I went to see my father. He was sitting up in bed in a curtained-off corner. “It’s bad, isn’t it?” he said. “Did he tell you about the valve?”
“It’s not as bad as it could be,” I said. Then I repeated, even exaggerated, anything hopeful the doctor had said. “You’re not in any immediate danger. Your physical condition is good, otherwise.”
“Otherwise,” said my father gloomily.
I was tired from the drive – all the way up to Dalgleish, to get him, and back to Toronto since noon – and worried about getting the rented car back on time, and irritated by an article I had been reading in a magazine in the waiting room. It was about another writer, a woman younger, better-looking, probably more talented than I am. I had been in England for two months and so I had not seen this article before, but it crossed my mind while I was reading that my father would have. I could hear him saying, Well, I didn’t see anything about you in Maclean’s. And if he had read something about me he would say, Well, I didn’t think too much of that write-up. His tone would be humorous and indulgent but would produce in me a familiar dreariness of spirit. The message I got from him was simple: Fame must be striven for, then apologized for. Getting or not getting it, you will be to blame.

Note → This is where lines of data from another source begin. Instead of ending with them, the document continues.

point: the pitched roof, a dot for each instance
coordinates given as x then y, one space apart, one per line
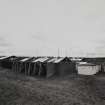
25 59
3 58
58 60
41 60
52 60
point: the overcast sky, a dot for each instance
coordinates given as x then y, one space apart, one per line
40 27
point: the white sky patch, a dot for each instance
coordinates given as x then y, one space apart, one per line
40 27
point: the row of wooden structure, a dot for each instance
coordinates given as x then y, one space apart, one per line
53 66
40 66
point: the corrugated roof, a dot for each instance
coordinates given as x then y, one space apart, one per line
3 58
25 59
85 64
58 60
52 60
41 60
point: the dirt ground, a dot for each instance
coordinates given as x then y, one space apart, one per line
18 89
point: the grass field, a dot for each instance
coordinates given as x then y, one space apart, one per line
18 89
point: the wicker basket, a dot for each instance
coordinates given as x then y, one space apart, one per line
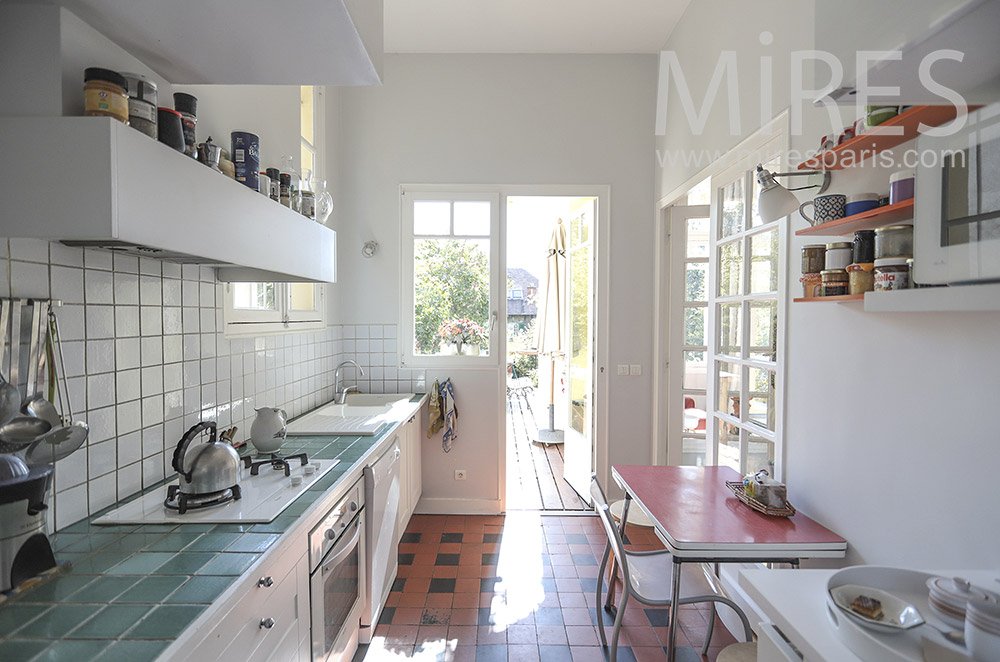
737 487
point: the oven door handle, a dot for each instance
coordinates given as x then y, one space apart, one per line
339 556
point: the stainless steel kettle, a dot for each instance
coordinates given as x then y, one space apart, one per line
206 467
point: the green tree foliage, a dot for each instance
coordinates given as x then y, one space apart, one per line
452 281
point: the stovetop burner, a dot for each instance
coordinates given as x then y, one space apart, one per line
276 461
182 502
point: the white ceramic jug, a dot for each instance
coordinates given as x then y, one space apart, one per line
268 430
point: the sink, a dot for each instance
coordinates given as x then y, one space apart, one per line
376 399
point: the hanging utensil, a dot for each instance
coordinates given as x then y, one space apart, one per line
39 407
10 397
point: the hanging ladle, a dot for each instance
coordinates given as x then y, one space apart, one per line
10 397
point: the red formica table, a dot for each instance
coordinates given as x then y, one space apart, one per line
700 520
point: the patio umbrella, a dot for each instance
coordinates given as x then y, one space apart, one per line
552 322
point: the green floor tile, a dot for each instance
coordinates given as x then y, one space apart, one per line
173 542
165 622
104 589
133 651
151 590
72 651
229 564
111 622
200 590
212 542
15 615
253 542
142 563
57 621
185 563
57 589
16 649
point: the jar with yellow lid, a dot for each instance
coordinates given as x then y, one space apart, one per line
104 94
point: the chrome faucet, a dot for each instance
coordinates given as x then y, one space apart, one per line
341 394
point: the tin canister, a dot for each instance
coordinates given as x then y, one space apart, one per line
246 157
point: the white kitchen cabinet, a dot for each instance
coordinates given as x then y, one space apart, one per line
411 478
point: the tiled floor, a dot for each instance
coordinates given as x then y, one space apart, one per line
518 587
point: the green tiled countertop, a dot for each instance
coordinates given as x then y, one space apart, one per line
127 592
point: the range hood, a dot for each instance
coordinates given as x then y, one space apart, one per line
92 181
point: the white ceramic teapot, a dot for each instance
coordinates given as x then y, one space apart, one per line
268 430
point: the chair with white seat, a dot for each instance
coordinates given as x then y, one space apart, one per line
647 577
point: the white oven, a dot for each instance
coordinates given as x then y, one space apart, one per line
337 578
956 228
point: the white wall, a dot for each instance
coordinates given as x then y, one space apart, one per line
889 439
503 120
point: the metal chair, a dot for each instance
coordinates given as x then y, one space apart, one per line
647 577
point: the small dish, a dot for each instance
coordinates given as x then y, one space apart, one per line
898 615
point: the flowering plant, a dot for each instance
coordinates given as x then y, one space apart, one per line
461 330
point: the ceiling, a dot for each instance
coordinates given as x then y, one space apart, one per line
529 26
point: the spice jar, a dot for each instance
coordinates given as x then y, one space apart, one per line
813 258
141 103
894 241
187 106
864 246
861 278
835 282
838 255
891 273
104 94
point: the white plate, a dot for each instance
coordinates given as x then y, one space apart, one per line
898 615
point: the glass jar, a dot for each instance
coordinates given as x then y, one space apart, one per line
104 94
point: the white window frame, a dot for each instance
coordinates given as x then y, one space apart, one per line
240 322
409 194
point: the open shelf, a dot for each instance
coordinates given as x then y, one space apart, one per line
869 220
843 298
856 150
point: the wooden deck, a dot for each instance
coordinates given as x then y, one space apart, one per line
534 471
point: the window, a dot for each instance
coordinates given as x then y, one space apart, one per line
745 302
449 253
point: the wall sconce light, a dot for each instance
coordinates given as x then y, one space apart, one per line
775 200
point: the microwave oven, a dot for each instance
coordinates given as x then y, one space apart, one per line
956 222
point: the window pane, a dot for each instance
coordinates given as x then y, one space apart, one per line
731 269
697 236
472 218
761 393
760 454
431 217
730 329
451 296
254 296
764 330
729 388
733 208
694 371
302 296
728 438
694 282
764 262
694 413
694 326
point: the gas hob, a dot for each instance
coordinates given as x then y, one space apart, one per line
263 497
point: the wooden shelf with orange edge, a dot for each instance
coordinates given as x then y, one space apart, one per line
888 134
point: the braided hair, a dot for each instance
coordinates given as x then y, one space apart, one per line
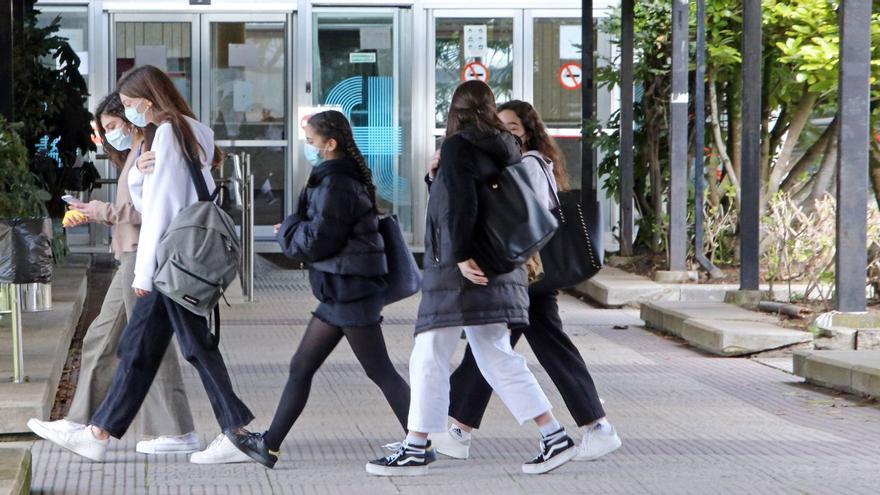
332 124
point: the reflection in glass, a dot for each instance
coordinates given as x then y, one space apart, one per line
247 80
355 71
451 62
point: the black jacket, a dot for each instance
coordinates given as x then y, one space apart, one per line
448 299
336 231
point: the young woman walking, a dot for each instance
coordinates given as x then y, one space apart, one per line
457 293
166 415
150 97
554 349
335 231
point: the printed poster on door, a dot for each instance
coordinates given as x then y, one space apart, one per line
475 71
571 76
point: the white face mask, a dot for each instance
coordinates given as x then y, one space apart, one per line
118 139
135 117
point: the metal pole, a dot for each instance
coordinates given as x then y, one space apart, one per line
751 146
6 43
627 180
700 142
678 138
245 245
588 182
17 345
250 226
852 155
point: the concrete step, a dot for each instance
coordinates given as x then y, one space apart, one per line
46 341
613 287
856 372
15 471
721 329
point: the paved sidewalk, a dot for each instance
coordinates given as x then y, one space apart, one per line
690 423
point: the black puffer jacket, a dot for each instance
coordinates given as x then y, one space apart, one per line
448 299
336 231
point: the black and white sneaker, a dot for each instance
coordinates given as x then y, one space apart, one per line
430 451
556 449
409 460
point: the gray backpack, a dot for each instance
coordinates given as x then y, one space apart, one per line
199 254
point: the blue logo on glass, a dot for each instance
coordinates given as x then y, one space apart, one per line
380 140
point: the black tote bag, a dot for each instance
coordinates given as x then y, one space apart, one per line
570 257
404 277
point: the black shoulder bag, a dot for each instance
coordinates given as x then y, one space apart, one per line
570 257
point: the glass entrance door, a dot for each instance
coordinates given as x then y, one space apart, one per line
356 69
233 71
244 99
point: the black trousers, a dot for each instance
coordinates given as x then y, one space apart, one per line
141 349
469 393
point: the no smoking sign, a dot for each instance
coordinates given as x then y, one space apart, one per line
571 76
475 71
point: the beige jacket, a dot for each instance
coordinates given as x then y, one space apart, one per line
121 214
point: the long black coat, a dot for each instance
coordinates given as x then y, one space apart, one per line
336 231
448 299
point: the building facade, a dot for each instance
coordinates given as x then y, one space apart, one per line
255 71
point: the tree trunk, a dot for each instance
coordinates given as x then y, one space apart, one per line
720 145
799 119
794 179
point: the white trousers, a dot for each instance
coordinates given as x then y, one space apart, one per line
505 370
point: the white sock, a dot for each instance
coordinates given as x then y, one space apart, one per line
549 428
415 441
459 434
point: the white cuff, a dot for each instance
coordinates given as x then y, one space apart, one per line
143 283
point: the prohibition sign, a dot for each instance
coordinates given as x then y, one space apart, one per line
571 76
475 71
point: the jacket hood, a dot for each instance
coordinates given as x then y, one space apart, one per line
346 166
501 146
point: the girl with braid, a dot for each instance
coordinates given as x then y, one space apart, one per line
335 231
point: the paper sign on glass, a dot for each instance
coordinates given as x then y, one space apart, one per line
151 55
569 42
376 38
242 55
242 95
475 41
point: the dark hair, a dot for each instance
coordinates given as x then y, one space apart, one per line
473 106
332 124
150 83
537 138
111 105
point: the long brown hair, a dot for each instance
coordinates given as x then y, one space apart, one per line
473 106
111 105
537 138
152 84
332 124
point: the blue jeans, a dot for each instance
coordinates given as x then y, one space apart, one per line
141 349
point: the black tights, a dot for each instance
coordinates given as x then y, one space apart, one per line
318 342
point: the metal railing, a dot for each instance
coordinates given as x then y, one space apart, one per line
242 190
10 304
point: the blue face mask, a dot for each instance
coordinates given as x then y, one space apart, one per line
118 140
135 117
313 154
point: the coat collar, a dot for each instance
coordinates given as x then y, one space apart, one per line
346 166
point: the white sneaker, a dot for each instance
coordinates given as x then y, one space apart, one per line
221 451
79 441
598 441
451 444
183 444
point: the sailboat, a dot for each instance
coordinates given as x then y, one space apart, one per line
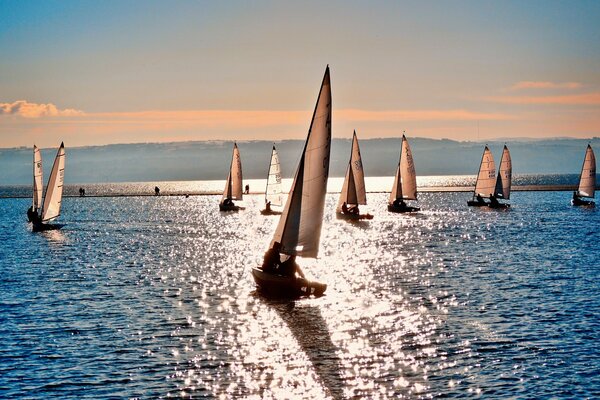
587 180
273 194
353 191
486 180
233 186
299 230
503 181
50 208
405 182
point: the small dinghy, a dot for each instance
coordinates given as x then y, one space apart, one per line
273 194
405 182
233 186
299 230
486 180
587 181
353 191
503 181
53 196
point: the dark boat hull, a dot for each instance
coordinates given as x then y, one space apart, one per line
46 227
392 208
286 287
353 217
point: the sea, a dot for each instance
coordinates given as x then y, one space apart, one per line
146 297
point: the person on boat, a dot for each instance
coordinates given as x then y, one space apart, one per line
272 259
290 268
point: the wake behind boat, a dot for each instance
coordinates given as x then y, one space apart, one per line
273 194
233 185
405 182
353 191
587 180
299 230
50 209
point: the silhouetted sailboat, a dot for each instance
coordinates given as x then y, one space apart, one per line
486 180
299 230
53 196
503 181
233 186
405 182
353 191
587 180
273 194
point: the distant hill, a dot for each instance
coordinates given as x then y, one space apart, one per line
210 160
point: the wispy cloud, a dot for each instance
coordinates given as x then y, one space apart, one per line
584 99
25 109
544 85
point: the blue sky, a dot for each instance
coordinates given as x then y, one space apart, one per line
128 71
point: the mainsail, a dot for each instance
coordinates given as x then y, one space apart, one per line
299 228
233 186
587 180
273 191
486 179
504 179
353 191
405 181
53 196
38 181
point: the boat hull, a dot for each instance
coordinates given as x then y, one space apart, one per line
46 227
353 217
285 286
392 208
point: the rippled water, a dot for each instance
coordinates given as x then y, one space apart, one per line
152 297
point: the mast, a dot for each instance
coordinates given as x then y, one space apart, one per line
53 196
299 228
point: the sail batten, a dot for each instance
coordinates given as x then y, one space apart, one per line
486 178
53 196
299 227
38 180
353 191
587 179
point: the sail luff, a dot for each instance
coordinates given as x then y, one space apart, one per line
53 196
408 174
299 227
38 181
486 178
587 179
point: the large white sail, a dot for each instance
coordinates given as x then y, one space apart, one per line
504 179
233 185
38 180
408 175
486 179
587 180
299 228
53 196
273 191
353 191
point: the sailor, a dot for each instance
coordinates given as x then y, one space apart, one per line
272 259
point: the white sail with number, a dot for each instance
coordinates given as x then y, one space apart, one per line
38 182
299 228
233 186
53 196
587 179
405 181
486 178
353 191
273 192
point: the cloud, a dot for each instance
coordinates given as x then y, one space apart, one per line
544 85
585 99
25 109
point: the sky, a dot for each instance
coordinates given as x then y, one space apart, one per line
102 72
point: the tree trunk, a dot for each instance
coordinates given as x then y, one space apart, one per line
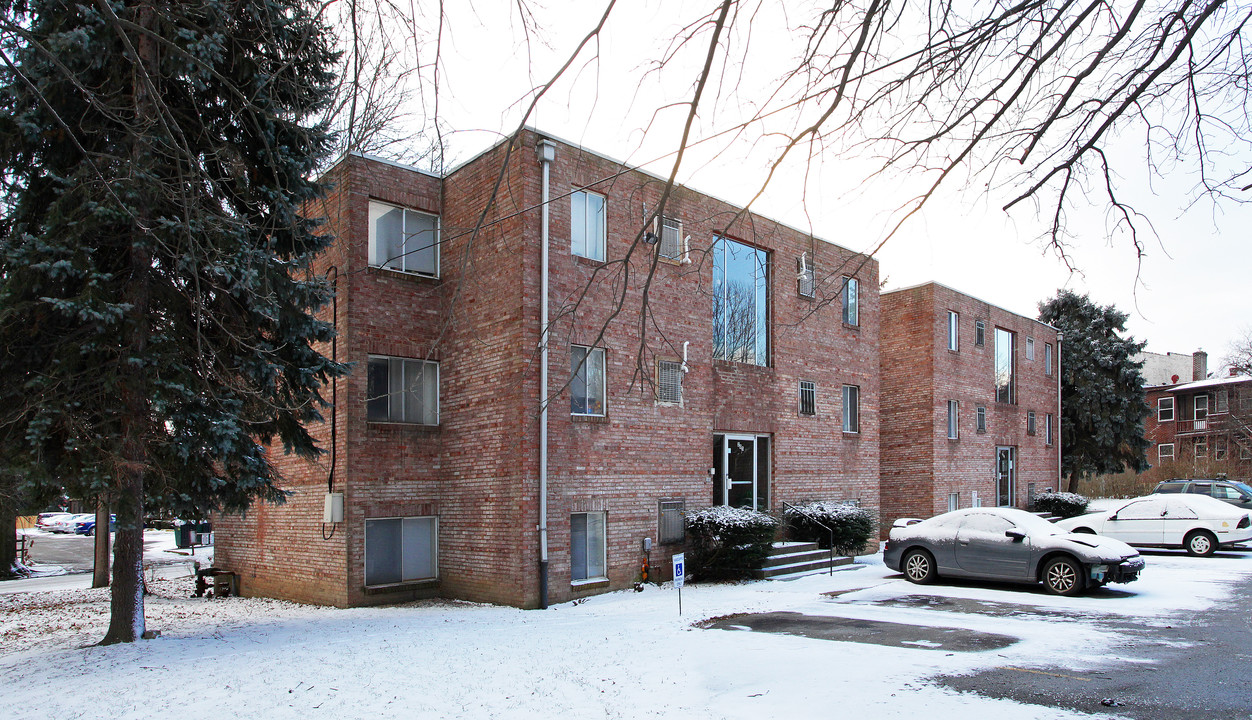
127 605
127 602
100 567
8 532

I was not surprised by the doctor’s news. I was prepared to hear something of the sort and was pleased with myself for taking it calmly, just as I would be pleased with myself for dressing a wound or looking down from the frail balcony of a high building. I thought, Yes, it’s time; there has to be something, here it is. I did not feel any of the protest I would have felt twenty, even ten, years before. When I saw from my father’s face that he felt it – that refusal leapt up in him as readily as if he had been thirty or forty years younger – my heart hardened, and I spoke with a kind of badgering cheerfulness. “Otherwise is plenty,” I said.
THE NEXT DAY he was himself again.
That was how I would have put it. He said it appeared to him now that the young fellow, the doctor, might have been a bit too eager to operate. “A bit knife-happy,” he said. He was both mocking and showing off the hospital slang. He said that another doctor had examined him, an older man, and had given it as his opinion that rest and medication might do the trick.
I didn’t ask what trick.
“He says I’ve got a defective valve, all right. There’s certainly some damage. They wanted to know if I had rheumatic fever when I was a kid. I said I didn’t think so. But half the time then you weren’t diagnosed what you had. My father was not one for getting the doctor.”